Intuition is also related to the patterns formed in the brain – whilst we may not be able to recall the exact detail of a pattern, we can recall our ‘interpretation’ or ‘attitude’ towards the pattern and transfer these same emotions to future patterns we deem to be similar.
This is largely a subconscious, rather than conscious process. It is also the basis of many poorly formed decisions of today.
To gain a realistic perspective of how we use intuition, we need to look at it in various contexts: in decision making, in creativity, during innovation, when engaged in logic-based tasks, during brain storming, and in conjunction with business intelligence.
In the past, the business environment changed at such a pace that intuition was more likely to still apply to the current decision, in other words it was regarded as a relatively appropriate way of evaluating a situation and reaching a conclusion. However, today, the pace of business change and the complexity of the business environment means that in almost ALL situations, the context in which the previous pattern was evaluated is NOT appropriate today. This means that intuition alone is not a reliable basis upon which to base a decision.

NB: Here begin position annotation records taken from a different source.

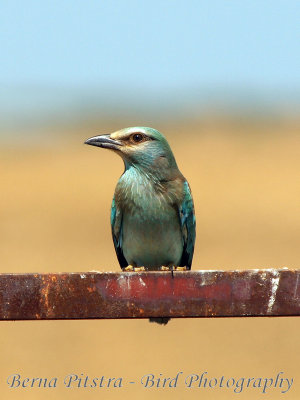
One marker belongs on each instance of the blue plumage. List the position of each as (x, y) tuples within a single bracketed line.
[(152, 213)]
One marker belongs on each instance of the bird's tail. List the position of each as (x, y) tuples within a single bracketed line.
[(160, 320)]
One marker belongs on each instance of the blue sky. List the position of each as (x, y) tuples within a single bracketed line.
[(150, 48)]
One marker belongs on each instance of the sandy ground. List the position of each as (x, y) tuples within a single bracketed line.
[(54, 213)]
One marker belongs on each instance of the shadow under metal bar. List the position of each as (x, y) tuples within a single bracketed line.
[(265, 292)]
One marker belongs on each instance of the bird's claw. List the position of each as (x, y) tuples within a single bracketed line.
[(138, 269), (131, 268)]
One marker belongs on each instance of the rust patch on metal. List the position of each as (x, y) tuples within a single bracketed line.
[(266, 292)]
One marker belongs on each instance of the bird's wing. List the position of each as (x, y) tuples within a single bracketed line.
[(116, 228), (188, 226)]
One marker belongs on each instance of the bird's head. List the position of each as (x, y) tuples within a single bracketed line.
[(141, 147)]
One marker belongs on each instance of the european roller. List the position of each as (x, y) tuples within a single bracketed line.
[(152, 212)]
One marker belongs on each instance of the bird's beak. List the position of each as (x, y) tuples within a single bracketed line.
[(104, 141)]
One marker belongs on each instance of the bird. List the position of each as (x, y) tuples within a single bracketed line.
[(152, 214)]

This change in business environment has come about so rapidly that many senior managers and executives who have successfully employed intuition in the past are resistant to the suggestion that in most situations intuition no longer applies, and are reluctant to resist from employing the practice as a decision making tool today.
Whilst the original patterns may be combined or extended, the brain does not readily restructure them. Insight and humour both require restructuring of patterns – and as such an individuals insightfulness or sense of humour largely depends upon how rigid their minds are in controlling existing patterns.
Creativity also requires more of a letting go of the old pattern, rather than a restructuring. If we hold on to past patterns, we restrict our ability to relate to new patterns.
Lateral thinking is concerned with the generation of new ideas – which in turn act as catalysts for change and progress in every part of life – relationships, personal growth, business, science and politics. It requires us to let go of the constraints of old ideas. For more on innovation.
The other problem with preset patterns is that we tend to make assumptions based on our previous experience with the pattern and jump to illogical conclusions.
This is the basis of the process of brainstorming. The first session is purely generative, with no judgment or evaluation of ideas proposed. The subsequent sessions start evaluating the ideas in terms of the final desired goal and other resources and knowledge available.
Business intelligence is designed to detect patterns from vast volumes of information that relate to business today. These patterns are purely objective and free from human bias and interpretation, making them a more reliable basis of decision making.
Using analytical and modeling tools we can build scenarios by extending the patterns into various contexts to gain insight into the outcome of various business interventions. Such tools apply the knowledge of the past to the logic of the present and future. They are capable of filtering data for relevance at a speed far beyond that of the human brain. This speed is not so much in terms of processing capability – but in terms of handling the complexity of multiple dimensions [considerations] which must be applied to the information.
Humans no longer have a workable capability to identify all relevant information and to analyse it to identify key patterns. What we do retain, is the selective ability to determine action to be taken based on the outcomes of the BI tools.
In certain instances, decisions that are regularly repeated with limited outcome options can be automated, as in Operational BI. You can guess that the 80:20 rules applies here in operations such as supply chain – where decisions are highly driven by quantitative data.
However, there will always be the 20 percent that require more complex consideration, where cognitive elements cannot be reduced to a mathematical function. This is where emotional intelligence helps considerably, in helping decision makers be more aware of any subconscious biases they have. Once you are aware of your biases, you can run decisions through a quick mental checklist to ensure that your decisions are as objective as possible.
Emotionally-driven decisions are messy – even with all the data, and all the self-awareness, we can still struggle to accept a final decision and/or outcome. This is where real leaders are made!